High-speed planing craft are very popular vessels but are prone to dynamic instabilities like chine walking and porpoising. While porpoising has been studied experimentally and numerically in the literature, there is little published about porpoising of stepped hulls. There is also very little published about chine walking for any hull forms. Recently, experiments to induce porpoising and chine walking in the laboratory environment were carried out at the US Naval Academy on a double stepped planing hull. The model was run at two different displacements with speeds ranging from 4.2 to 9.7 m/s, and the position of the longitudinal center of mass (LCG) was varied.
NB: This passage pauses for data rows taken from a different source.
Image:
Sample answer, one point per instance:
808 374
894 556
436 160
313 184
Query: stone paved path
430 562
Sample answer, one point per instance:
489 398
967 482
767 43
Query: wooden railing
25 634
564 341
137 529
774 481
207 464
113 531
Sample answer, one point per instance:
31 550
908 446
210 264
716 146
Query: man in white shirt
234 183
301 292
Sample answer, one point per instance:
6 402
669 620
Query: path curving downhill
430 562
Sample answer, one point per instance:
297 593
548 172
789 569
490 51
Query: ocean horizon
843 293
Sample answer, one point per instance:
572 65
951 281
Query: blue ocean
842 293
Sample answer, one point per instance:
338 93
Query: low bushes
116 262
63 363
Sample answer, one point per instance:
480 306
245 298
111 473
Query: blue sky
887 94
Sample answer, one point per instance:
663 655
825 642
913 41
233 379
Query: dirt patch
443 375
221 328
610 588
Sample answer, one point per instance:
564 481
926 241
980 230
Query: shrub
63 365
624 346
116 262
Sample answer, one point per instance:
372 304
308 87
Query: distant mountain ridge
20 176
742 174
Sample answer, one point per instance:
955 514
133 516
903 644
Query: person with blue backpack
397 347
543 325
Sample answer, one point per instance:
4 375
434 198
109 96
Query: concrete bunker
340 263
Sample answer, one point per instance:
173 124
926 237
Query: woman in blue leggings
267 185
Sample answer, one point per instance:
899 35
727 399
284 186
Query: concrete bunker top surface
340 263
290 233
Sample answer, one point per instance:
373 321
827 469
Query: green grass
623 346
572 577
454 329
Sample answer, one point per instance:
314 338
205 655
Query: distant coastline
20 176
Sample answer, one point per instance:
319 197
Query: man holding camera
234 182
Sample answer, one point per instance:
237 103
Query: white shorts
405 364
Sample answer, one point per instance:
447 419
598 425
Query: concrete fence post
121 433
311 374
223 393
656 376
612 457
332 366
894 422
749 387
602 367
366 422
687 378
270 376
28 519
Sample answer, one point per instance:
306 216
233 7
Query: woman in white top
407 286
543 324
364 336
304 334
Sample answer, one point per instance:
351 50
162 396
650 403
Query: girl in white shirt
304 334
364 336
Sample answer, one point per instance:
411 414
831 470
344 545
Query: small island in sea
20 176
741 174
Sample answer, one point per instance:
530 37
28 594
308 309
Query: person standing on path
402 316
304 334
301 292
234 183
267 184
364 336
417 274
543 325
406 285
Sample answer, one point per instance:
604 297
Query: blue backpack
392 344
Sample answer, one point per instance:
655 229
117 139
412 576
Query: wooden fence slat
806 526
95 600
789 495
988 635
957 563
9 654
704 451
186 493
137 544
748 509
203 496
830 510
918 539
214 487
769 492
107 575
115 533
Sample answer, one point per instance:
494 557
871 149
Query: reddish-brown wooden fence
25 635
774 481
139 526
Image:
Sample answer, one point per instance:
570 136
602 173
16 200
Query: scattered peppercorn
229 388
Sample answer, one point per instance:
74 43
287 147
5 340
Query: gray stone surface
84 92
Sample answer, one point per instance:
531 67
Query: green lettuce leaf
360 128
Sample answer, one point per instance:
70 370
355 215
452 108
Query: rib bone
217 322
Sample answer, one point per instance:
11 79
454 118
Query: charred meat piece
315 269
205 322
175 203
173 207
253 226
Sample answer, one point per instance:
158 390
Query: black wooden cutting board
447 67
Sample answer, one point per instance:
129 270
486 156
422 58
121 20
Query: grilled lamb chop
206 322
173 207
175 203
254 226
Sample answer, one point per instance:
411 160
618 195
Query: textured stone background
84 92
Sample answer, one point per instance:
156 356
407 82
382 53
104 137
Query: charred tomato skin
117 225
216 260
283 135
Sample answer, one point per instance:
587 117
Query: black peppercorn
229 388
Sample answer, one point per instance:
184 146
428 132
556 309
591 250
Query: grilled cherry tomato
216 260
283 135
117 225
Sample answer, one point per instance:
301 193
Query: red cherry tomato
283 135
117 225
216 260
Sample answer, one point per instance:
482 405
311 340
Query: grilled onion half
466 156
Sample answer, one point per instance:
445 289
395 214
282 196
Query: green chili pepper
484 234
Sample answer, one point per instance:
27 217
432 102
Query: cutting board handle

Experiments were conducted with a free-to-heave, free-to-pitch, and free-to-roll set up as well as either free-to-yaw or fixed in yaw. Kinematic motions and videos of the runs were taken. In these experiments, both porpoising and chine walking were observed. Porpoising is more likely for the lighter displacement hull, but chine walking appears to be equally likely for both displacements. It was observed that the porpoising behavior is a coupled pitch and heave behavior, which confirms previous work for non-stepped hulls. Chine walking was observed to be a roll and yaw coupled behavior, despite Blount and Codega (1992) stating it is only a roll instability. Chine walking appears to be initiated by a roll motion that leads into the yaw motion. As the speed of the vessel increases, the amplitude of the chine walking motion decreases. It was observed that some instances of chine walking also included small amplitudes of motion that indicate porpoising behavior that is not visible in the video but present in the time-history data. The behavior of chinewalking and porpoising together was most notable for the heavier displacement and furthest aft LCG.